Mereka melakukan gugatan karena tidak memperoleh uang pesangon dan uang Tunjangan Hari Raya (THR) tahun 2021. Karyawan perusahaan itu diketahui sudah tak bekerja sejak bulan April 2021 lalu.
"Teman buruh tidak dipekerjakan di PHK, pesangonnya tidak dibayar, THR 2021 tidak dibayar, upah yang sudah bekerja juga pun tidak dibayar, dan mereka tidak boleh masuk (bekerja)" kata dia ketika ditemui.

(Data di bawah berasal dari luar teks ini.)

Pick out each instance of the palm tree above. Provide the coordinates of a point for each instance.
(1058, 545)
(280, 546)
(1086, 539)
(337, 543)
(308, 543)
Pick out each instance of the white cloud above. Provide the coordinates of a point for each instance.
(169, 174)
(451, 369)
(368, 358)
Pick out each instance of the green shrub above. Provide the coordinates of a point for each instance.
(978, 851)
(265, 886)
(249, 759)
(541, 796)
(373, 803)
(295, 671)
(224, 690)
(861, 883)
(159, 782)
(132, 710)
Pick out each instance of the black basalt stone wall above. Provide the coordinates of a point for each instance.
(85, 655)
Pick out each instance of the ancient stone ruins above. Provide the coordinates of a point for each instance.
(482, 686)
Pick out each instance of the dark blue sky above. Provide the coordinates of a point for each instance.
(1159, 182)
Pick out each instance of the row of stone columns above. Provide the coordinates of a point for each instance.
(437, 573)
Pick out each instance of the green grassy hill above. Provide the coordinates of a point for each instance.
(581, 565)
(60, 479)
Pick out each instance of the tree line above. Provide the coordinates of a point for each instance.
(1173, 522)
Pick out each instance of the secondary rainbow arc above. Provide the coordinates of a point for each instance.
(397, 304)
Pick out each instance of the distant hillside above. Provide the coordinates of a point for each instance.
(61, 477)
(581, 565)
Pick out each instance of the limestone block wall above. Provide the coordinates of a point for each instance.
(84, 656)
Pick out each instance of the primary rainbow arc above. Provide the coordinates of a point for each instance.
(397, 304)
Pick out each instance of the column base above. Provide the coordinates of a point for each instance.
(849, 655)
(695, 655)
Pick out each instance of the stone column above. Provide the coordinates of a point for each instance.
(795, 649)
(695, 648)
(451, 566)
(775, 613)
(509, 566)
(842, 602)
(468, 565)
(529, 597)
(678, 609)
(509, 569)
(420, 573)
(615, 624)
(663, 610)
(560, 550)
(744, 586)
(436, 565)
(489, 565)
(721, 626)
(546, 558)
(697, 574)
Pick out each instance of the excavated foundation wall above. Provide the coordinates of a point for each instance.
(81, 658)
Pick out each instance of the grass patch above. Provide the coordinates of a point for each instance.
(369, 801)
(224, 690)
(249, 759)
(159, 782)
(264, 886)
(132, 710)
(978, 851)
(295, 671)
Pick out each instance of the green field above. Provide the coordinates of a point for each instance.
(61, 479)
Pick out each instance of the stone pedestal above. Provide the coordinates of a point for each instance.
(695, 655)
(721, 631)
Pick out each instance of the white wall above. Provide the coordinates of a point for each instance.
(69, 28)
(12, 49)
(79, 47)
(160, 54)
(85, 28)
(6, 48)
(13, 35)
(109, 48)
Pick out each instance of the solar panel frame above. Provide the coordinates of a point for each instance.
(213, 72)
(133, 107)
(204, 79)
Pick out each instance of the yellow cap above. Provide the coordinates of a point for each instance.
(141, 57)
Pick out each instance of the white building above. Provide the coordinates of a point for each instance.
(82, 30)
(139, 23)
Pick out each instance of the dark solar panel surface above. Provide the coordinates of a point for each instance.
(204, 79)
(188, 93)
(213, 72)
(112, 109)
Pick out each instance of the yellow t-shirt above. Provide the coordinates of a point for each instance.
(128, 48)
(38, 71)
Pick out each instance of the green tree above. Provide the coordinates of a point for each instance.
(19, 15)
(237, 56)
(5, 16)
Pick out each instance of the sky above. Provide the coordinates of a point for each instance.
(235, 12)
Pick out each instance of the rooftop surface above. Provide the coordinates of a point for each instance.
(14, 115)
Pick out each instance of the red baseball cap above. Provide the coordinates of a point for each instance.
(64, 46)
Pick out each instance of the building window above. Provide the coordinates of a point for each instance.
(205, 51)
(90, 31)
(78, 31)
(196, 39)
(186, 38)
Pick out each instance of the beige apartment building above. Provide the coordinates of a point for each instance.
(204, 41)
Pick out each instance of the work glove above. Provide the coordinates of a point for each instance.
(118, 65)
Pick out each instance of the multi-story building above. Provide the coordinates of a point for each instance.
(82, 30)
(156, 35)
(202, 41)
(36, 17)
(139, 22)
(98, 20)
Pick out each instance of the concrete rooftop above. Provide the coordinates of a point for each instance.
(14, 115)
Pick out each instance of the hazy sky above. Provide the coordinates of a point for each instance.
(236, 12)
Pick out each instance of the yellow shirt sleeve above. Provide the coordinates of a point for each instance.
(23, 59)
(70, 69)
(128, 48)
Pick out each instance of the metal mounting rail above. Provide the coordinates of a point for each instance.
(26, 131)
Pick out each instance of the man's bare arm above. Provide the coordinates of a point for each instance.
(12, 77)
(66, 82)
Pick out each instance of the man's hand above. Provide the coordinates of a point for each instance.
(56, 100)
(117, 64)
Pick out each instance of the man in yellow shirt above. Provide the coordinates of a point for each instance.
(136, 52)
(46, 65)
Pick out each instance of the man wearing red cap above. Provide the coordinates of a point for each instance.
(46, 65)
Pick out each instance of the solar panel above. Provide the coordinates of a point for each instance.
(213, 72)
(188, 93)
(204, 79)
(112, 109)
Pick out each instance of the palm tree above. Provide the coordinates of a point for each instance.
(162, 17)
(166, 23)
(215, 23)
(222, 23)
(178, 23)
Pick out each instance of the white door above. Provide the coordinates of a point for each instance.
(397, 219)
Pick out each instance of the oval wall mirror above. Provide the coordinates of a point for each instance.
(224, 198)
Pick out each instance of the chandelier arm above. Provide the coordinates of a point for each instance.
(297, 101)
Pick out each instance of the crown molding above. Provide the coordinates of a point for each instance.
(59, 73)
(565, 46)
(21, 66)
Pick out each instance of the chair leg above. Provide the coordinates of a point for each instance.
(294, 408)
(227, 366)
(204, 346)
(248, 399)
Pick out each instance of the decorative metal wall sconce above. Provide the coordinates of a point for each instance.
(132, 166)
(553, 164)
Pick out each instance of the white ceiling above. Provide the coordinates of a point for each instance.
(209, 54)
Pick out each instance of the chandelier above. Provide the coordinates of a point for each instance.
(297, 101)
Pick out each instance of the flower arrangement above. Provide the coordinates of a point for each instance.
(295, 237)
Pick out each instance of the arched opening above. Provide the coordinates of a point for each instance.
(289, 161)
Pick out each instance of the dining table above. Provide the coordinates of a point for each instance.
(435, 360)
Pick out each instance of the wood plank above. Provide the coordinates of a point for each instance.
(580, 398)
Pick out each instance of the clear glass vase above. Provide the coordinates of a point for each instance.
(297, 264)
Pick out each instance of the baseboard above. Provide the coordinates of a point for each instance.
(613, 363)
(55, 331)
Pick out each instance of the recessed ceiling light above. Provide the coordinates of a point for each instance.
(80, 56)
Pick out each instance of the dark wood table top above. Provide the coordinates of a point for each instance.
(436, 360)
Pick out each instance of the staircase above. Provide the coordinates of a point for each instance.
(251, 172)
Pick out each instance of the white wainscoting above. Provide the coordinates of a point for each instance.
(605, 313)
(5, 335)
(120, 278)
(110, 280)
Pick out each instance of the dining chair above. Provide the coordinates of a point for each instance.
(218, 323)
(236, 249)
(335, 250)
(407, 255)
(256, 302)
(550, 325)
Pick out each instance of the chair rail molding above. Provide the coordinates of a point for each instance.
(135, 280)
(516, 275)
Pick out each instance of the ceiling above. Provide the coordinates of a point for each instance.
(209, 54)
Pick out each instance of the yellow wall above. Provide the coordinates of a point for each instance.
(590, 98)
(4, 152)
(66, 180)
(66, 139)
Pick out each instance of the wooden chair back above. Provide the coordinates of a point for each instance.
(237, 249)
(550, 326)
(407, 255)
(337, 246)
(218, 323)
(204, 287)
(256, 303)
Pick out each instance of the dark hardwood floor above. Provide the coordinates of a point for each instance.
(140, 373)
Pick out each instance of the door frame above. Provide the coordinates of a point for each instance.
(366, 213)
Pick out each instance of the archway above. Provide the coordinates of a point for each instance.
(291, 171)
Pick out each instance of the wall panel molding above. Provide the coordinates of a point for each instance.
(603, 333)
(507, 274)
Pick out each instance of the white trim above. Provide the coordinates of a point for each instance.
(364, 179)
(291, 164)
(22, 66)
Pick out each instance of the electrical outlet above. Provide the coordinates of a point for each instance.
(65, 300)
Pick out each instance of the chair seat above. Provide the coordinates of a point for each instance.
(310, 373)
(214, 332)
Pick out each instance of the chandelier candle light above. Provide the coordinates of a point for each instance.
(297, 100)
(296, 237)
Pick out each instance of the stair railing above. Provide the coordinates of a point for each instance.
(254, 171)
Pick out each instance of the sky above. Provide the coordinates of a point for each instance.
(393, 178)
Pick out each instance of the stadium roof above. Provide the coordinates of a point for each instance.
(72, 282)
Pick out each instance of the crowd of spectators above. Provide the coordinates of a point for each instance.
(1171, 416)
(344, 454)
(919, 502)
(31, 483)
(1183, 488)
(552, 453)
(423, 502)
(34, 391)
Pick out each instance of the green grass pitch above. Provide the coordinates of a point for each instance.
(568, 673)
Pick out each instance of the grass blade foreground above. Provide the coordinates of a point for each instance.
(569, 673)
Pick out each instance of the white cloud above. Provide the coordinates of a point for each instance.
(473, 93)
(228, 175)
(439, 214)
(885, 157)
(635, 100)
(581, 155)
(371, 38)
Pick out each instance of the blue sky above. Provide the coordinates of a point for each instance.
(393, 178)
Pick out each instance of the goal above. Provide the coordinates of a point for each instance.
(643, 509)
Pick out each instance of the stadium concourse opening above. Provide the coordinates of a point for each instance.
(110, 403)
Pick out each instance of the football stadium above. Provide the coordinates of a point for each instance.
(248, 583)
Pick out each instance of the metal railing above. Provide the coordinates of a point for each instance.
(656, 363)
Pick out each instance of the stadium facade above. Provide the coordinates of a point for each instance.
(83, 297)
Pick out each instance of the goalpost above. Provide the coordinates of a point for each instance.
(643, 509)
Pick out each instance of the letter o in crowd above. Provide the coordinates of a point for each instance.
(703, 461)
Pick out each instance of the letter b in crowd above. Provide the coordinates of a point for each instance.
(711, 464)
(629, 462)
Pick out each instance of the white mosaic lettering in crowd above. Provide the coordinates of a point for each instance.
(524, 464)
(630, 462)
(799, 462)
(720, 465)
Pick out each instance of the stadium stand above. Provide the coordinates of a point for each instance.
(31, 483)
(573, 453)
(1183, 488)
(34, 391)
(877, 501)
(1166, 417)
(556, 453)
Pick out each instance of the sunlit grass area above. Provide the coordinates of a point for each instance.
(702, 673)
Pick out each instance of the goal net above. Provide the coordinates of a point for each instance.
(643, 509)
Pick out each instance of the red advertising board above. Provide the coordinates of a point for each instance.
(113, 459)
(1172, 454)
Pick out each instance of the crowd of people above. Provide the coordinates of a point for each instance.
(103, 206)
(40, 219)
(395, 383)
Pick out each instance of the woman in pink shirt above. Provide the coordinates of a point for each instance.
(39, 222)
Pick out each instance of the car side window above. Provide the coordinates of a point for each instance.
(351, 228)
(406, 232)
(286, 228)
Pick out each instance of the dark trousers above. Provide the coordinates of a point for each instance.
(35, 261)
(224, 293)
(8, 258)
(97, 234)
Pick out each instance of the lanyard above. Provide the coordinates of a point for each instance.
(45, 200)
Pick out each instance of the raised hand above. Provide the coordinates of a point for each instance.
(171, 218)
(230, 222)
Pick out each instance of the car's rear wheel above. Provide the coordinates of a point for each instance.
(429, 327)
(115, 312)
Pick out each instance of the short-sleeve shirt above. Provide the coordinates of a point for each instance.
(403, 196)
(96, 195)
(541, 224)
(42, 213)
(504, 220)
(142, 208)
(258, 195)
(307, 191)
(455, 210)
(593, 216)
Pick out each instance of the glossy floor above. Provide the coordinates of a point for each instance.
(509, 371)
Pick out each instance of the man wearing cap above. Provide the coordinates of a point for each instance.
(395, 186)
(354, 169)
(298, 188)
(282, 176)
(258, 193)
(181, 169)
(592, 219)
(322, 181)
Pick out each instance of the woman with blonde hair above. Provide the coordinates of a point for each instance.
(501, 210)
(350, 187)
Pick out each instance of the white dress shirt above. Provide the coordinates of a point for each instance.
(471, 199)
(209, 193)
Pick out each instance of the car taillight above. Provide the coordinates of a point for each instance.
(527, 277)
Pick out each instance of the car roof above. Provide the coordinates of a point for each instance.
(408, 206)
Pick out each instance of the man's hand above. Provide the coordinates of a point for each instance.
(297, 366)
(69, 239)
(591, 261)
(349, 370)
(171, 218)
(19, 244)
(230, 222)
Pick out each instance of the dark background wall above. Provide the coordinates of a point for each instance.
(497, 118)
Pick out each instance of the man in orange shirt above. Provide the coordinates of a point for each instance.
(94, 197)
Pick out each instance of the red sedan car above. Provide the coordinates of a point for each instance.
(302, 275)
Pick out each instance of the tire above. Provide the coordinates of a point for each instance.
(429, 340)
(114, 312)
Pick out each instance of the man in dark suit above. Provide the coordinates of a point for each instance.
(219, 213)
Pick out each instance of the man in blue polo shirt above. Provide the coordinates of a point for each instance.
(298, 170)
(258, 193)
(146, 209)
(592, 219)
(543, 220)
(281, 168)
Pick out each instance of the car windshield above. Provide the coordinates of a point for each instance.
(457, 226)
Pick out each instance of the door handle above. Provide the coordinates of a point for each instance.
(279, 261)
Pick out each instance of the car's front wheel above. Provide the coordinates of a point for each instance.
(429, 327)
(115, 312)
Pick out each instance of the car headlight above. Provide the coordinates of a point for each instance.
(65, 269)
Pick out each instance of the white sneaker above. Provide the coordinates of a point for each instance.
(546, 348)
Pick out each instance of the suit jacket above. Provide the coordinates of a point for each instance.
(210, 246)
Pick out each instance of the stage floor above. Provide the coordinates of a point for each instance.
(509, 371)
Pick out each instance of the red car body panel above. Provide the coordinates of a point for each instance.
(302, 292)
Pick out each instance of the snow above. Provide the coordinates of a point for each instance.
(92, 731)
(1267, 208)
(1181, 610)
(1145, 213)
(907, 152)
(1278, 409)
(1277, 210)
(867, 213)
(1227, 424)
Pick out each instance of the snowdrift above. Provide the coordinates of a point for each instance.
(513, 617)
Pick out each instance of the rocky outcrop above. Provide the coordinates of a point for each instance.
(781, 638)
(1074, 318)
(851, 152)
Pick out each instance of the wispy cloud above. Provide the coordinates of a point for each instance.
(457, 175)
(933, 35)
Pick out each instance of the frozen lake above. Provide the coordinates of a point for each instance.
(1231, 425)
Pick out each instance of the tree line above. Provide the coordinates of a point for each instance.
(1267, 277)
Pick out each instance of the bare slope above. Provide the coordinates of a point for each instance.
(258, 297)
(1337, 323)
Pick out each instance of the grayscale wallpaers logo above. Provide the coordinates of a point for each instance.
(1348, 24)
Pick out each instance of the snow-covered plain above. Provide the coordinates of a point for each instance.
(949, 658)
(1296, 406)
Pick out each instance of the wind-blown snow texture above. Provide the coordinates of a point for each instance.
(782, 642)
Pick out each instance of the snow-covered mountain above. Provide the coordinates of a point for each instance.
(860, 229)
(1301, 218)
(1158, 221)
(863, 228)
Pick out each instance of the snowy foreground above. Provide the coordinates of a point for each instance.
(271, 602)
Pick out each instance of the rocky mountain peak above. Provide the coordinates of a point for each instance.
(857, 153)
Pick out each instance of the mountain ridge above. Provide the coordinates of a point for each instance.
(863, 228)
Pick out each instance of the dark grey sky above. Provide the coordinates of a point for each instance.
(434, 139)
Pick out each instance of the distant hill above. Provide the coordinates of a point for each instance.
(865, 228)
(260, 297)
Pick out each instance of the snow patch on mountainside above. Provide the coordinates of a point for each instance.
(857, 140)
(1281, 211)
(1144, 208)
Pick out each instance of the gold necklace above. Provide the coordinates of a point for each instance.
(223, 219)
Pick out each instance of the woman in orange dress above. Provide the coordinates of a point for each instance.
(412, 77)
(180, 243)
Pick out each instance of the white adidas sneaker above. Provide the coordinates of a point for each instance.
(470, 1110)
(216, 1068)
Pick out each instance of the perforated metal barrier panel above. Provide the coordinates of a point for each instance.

Padahal, dalam aturan lanjut Roy, pada UU Nomor 13 Tahun 2003, dituliskan, tiap karyawan semestinya berhak untuk mendapatkan uang pesangon senilai Rp 100 juta hingga Rp 120 juta usai terkena PHK. Uang itu belum termasuk pembayaran THR dan juga upah para karyawan yang juga belum dibayarkan.
"Kalau gugatan kita sesuai dengan Undang-Undang itu sekitar Rp 100 juga hingga Rp 120 juta perorang di luar THR dengan gaji," ucap dia.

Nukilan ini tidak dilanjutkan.